Le 28 mai, le Sénat a mis en lumière une réforme cruciale en votant pour garantir l'assistance d'un avocat à tous les enfants placés ou protégés. Bien que cette mesure soit largement saluée, elle a été reportée à janvier 2027 par le ministre de la Justice, Gérald Darmanin, qui a évoqué le manque d'avocats formés et un coût annuel estimé à 300 millions d'euros.
Cette initiative, portée par la députée socialiste Ayda Hadizadeh, a suscité un large consensus au sein du Sénat.
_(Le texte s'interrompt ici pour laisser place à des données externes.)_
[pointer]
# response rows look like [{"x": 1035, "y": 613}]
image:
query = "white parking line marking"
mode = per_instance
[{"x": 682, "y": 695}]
Actuellement, environ 380 000 jeunes bénéficient de mesures d'assistance éducative, mais une grande majorité d'entre eux n'ont pas accès à un avocat, surtout dans des moments décisifs pour leur avenir.
« À sept ans, certains savent déjà ce qu'est la honte. À huit ans, certains savent déjà ce qu'est la peur », a dénoncé le sénateur Renaissance Xavier Iacovelli. Il a exprimé son indignation face à la nécessité de voir ces enfants affrontés seuls à des procédures judiciaires cruciales.
Une réforme nécessaire mais complexe
Le texte, qui vise à assurer la présence d'un avocat sans condition de discernement, lève un enjeu essentiel pour la protection de l'enfance. Cependant, Gérald Darmanin a alerté le Parlement sur la difficulté de sa mise en œuvre, évoquant l'insuffisance d'avocats qualifiés et redoutant de possibles « audiences reportées » qui pourraient laisser des enfants vulnérables en danger.
Face à ces préoccupations, une solution temporaire a été adoptée, déplaçant la mise en œuvre de la réforme au 6 janvier 2027, sous réserve d'approbation par les députés lors d'une prochaine lecture prévue le 30 juin. Bien que les sénateurs aient largement soutenu cette initiative, plusieurs d'entre eux, comme la sénatrice Sophie Briante Guillemont, se sont montrés sceptiques quant à la capacité du gouvernement à réaliser cette promesse dans les délais impartis.
Temple de l’avenir des enfants, cette réforme pourrait avoir un impact positif, mais nécessite une mise en œuvre réfléchie et une adéquation entre les besoins juridiques et les ressources disponibles. La question de la préparation du gouvernement reste donc au cœur des débats.